Angela Merkel ne restera pas en mémoire comme une égérie de la relation franco-allemande. Au-delà de toutes les louanges qui lui sont d’ores et déjà adressées, elle n’a jamais fait du partenariat entre la France et l’Allemagne une raison d’être. Ayant respectivement connu de Jacques Chirac à Emmanuel Macron quatre présidents de la République, elle n’a noué aucun lien d’amitié avec l’un d’entre eux. À l’exception de la « Merkozy », qui l’avait temporairement liée à Nicolas Sarkozy, elle a toujours gardé une certaine distance envers ses homologues français. Contrairement aux chanceliers Adenauer, Schmidt et Kohl, elle n’est pas associée à ces “couples binationaux” qui, avec Charles de Gaulle, Valéry Giscard d’Estaing ou François Mitterrand, ont fait de la construction européenne ce qu’elle est devenue aujourd’hui. Femme du 21e siècle, la chancelière incarne cette nouvelle Allemagne qui, bien que l’exerçant pleinement et en toute connaissance de cause, refuse d’assumer publiquement sa puissance.

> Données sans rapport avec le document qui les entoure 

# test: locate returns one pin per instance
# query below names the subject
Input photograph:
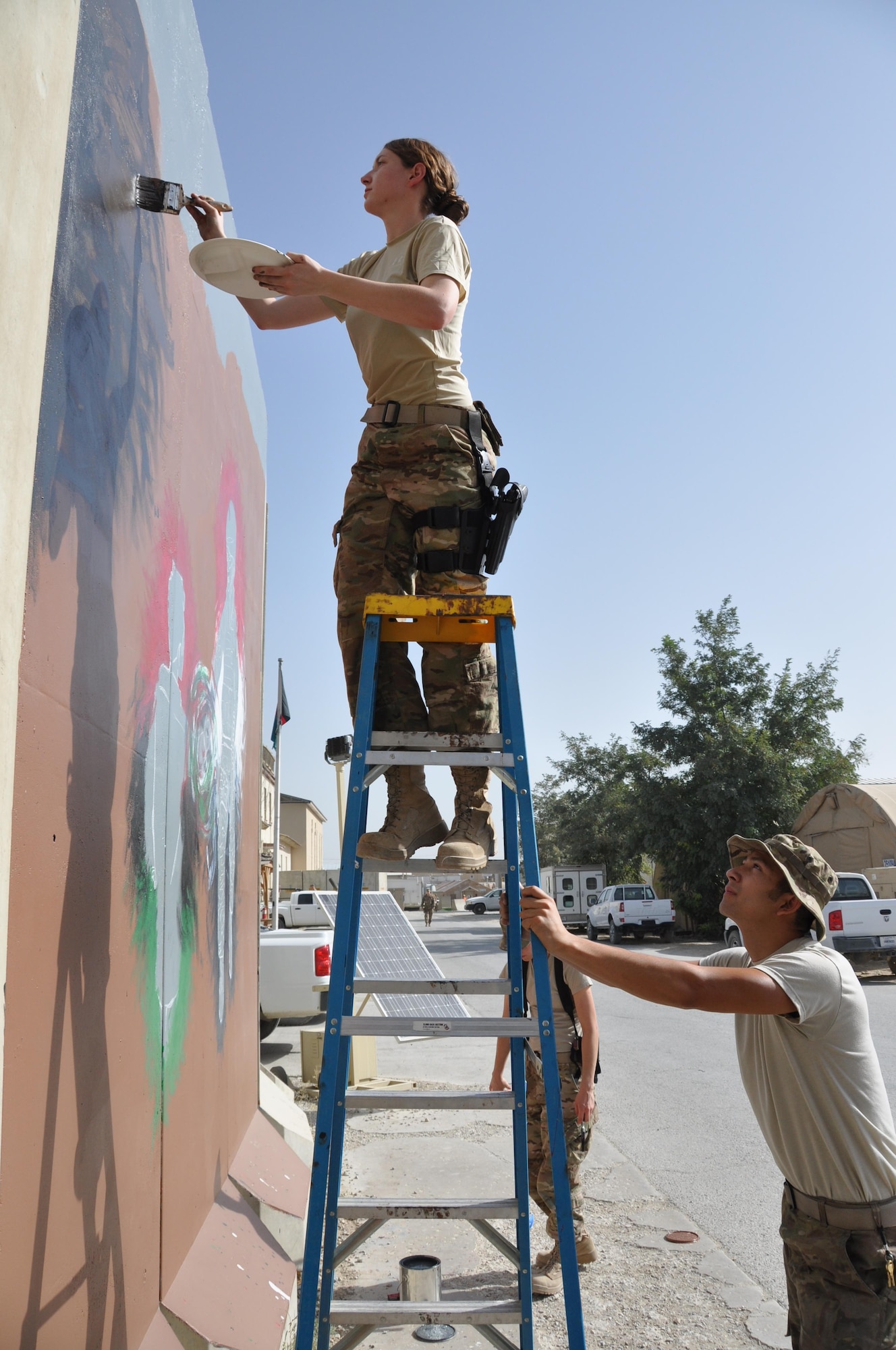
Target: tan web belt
(419, 415)
(882, 1214)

Lors de sa réélection en 2017, précédée quelques mois auparavant par la victoire de Macron, tous les voyants étaient au vert. Pourtant les espoirs furent vite déçus. Il fallut rapidement se rendre à l’évidence. Les propositions de réforme européenne esquissées par le nouveau président français lors de son discours du 26 septembre 2017 à la Sorbonne ne reçurent jamais la moindre réponse de Berlin. Elles n’avaient pas trouvé grâce aux yeux d’une chancelière qui a sans cesse mis son véto à tout approfondissement politique de l’Union européenne. En toute logique, elle a toujours privilégié les initiatives conjoncturelles aux projets structurels.

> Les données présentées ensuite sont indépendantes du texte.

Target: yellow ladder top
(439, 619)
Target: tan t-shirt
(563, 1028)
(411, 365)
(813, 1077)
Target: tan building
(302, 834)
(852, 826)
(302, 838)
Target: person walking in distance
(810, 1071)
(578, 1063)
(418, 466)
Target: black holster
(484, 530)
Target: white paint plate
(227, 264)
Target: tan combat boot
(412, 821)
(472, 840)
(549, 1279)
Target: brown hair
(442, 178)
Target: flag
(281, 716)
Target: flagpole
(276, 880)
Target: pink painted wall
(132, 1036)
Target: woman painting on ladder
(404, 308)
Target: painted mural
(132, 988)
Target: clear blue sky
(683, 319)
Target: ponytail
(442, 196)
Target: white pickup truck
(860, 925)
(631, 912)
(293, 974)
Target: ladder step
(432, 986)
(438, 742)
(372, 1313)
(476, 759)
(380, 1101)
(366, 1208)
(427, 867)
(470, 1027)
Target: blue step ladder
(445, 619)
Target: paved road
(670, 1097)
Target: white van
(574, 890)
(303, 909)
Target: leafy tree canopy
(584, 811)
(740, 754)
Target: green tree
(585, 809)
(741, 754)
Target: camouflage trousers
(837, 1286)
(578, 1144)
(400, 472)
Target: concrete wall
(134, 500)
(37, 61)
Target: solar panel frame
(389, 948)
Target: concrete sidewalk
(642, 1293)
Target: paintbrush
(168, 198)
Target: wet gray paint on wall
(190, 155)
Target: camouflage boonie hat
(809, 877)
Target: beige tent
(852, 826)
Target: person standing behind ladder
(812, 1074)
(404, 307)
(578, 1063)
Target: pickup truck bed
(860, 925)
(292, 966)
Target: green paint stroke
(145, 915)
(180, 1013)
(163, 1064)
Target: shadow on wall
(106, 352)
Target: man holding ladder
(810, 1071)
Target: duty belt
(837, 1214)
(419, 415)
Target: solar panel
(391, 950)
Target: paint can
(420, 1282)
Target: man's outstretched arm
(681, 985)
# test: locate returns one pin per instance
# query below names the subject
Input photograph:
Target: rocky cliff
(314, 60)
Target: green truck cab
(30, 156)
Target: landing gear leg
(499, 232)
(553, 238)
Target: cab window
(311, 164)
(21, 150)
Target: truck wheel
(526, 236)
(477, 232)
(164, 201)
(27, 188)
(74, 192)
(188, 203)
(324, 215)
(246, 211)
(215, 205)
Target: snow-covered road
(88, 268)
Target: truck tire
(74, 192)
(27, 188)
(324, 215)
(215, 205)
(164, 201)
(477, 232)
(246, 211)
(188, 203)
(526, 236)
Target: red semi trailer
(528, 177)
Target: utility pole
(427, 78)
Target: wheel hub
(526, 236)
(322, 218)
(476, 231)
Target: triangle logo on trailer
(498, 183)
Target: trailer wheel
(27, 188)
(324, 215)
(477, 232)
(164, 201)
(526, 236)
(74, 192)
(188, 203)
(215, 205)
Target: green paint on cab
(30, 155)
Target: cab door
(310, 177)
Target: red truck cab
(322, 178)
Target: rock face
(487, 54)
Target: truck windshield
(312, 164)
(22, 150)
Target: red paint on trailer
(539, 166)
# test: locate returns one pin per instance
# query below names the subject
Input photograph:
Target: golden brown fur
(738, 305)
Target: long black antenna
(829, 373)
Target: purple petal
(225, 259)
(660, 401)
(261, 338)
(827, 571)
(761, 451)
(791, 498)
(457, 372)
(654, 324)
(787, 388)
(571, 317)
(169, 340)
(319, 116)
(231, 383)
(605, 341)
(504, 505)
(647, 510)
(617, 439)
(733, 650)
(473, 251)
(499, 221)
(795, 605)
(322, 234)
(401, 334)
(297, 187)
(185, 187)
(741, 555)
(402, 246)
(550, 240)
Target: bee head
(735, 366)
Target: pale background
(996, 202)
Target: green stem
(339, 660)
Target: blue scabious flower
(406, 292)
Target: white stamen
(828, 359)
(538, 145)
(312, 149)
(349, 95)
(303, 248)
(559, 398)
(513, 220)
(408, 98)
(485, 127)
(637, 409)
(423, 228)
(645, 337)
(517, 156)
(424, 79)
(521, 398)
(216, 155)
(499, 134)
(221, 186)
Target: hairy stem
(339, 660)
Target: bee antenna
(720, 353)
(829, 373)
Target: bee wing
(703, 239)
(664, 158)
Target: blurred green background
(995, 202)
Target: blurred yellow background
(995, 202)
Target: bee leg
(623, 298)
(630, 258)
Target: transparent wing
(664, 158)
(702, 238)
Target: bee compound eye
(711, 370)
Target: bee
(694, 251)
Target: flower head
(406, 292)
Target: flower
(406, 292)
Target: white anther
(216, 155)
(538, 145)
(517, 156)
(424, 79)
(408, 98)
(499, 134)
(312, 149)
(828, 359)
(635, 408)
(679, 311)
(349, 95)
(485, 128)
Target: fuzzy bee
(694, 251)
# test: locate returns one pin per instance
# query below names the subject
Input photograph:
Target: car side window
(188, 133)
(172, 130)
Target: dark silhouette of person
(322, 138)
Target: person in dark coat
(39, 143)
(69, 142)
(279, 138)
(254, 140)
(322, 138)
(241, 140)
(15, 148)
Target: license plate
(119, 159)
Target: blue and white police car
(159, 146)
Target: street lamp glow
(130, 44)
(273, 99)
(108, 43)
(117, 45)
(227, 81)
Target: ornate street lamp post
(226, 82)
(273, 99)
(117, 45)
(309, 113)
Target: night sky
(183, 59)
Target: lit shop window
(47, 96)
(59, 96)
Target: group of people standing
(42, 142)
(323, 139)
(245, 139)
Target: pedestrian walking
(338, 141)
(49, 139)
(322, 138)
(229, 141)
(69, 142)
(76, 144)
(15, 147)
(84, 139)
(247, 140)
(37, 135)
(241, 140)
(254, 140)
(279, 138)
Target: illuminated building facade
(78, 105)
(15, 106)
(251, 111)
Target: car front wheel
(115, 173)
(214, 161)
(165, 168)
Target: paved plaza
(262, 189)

Même si le constat paraît amer, l’heure est à la déception. À l’exception, certes notoire, du programme de relance de l’UE de 750 milliards d’euros et de quelques initiatives binationales en politique étrangère, le bilan de la coopération franco-allemande sous Macron et Merkel est décevant. Il l’est d’autant plus que Paris n’a jamais pardonné le plaidoyer antifrançais qu’Annegret Kramp-Karrenbauer avait tenu, en sa qualité de présidente éphémère de la CDU, six semaines à peine après la signature du traité d’Aix-la-Chapelle. Restant gravé dans les mémoires des Français, cet interview, accordé au journal conservateur « Welt am Sonntag » le 10 mars 2019, avait rayé d’un trait de plume l’esprit de relance dont le franco-allemand avait impérativement besoin. Ainsi, et au-delà du protocole qui accompagna son adoption le 22 janvier 2019, ce traité s’est borné à plusieurs déclarations de principe qui, rédigées sans le moindre enthousiasme, sont au diapason d’une relation en manque d’ambition.

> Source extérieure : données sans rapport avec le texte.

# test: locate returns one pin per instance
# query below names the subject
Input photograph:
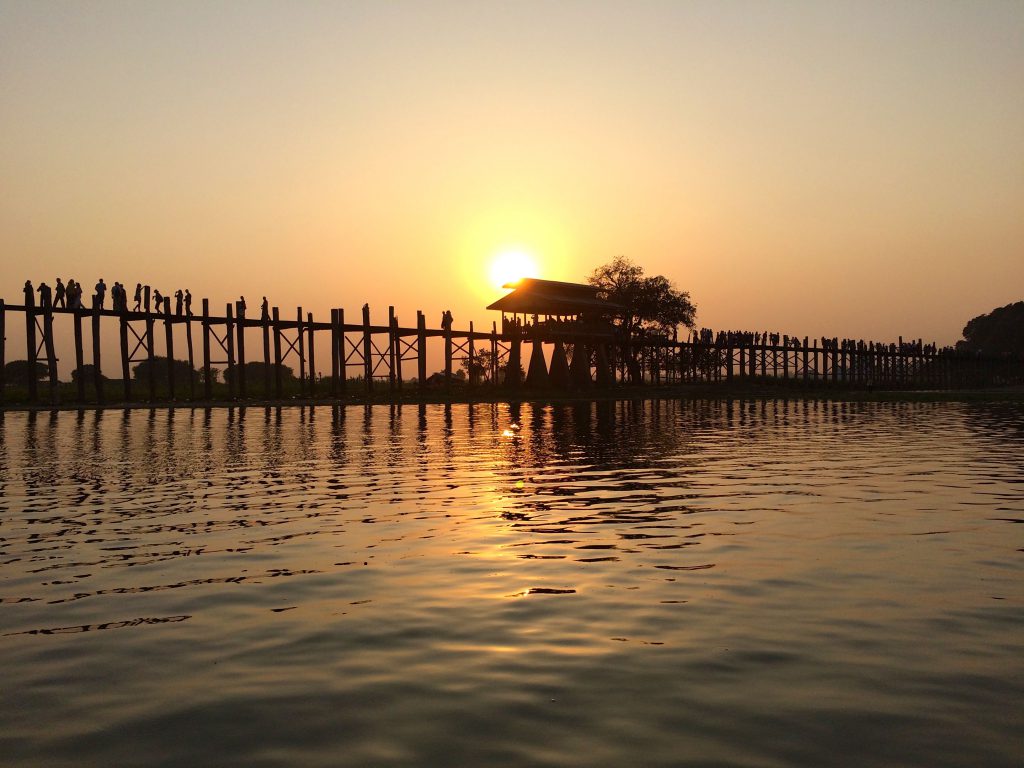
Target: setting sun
(511, 265)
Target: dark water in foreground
(633, 584)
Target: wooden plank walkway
(372, 356)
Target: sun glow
(511, 265)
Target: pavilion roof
(534, 296)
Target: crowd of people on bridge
(758, 338)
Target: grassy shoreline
(745, 391)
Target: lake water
(622, 584)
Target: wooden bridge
(378, 357)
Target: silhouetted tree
(478, 367)
(181, 371)
(1001, 331)
(652, 304)
(17, 373)
(85, 373)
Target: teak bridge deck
(378, 352)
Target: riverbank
(744, 391)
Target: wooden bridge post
(334, 352)
(30, 343)
(169, 335)
(231, 373)
(279, 385)
(240, 346)
(391, 341)
(125, 357)
(342, 365)
(311, 354)
(79, 354)
(300, 346)
(207, 383)
(421, 349)
(97, 377)
(3, 349)
(151, 354)
(368, 363)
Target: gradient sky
(849, 169)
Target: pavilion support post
(207, 371)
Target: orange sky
(849, 169)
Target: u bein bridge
(586, 351)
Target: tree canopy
(18, 373)
(651, 302)
(999, 332)
(181, 370)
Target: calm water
(631, 584)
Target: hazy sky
(850, 169)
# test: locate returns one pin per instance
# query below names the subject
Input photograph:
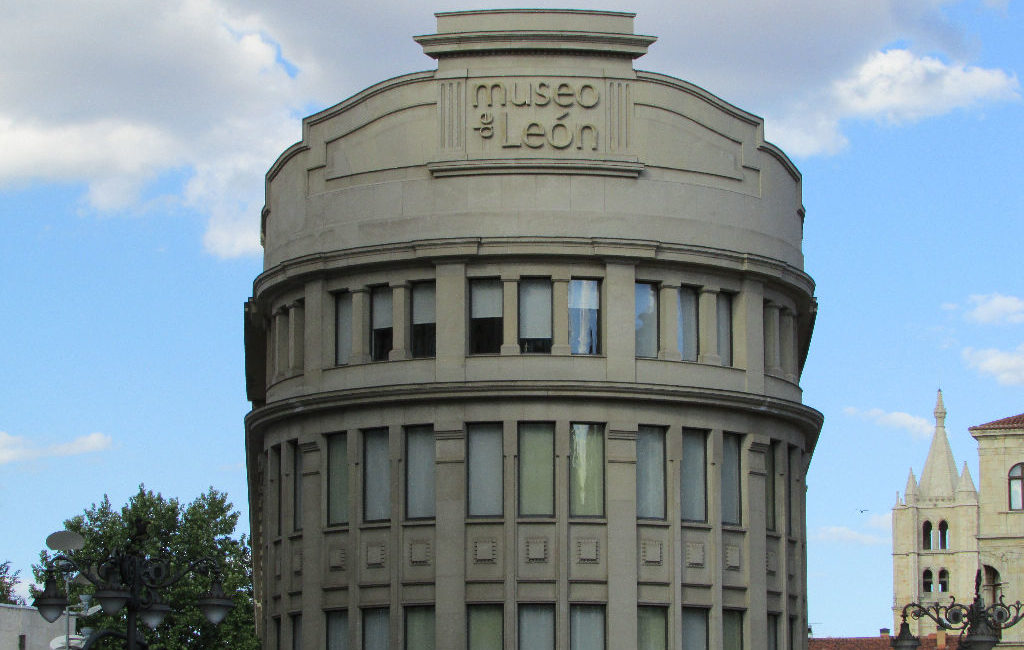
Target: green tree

Apôtres peut-être de ce que les Anglo-Saxons appellent le « wishful thinking » et les Allemands le « Wunschdenken », quelques observateurs nourrissent certains espoirs avec l’arrivée plausible d’Armin Laschet au pouvoir en RFA. Nouveau symbole de cette Allemagne rhénane que les Français ont tant choyée, proeuropéen dans l’âme et francophile à ses heures, il se ferait l’avocat du partenariat franco-allemand et serait par conséquent le successeur idéal d’Angela Merkel. Mais comme le fait remarquer à juste raison Sylvie Lemasson, Maître de Conférences en relations internationales auprès de l’Institut d’Études Politiques de Grenoble, le programme électoral de la CDU/CSU est « en contradiction parfaite avec les deux piliers européens du président Macron, à savoir le pilier budgétaire et le pilier de la politique de défense ».  Que ce soit pour le retour prôné par les conservateurs allemands à l’orthodoxie financière et au respect de ladite « règle d’or » ou pour les réticences allemandes de construire un avion de combat franco-allemand à l’horizon de l’année 2040, les sujets de discorde ne disparaîtront pas d’un coup de baguette magique entre les deux gouvernements.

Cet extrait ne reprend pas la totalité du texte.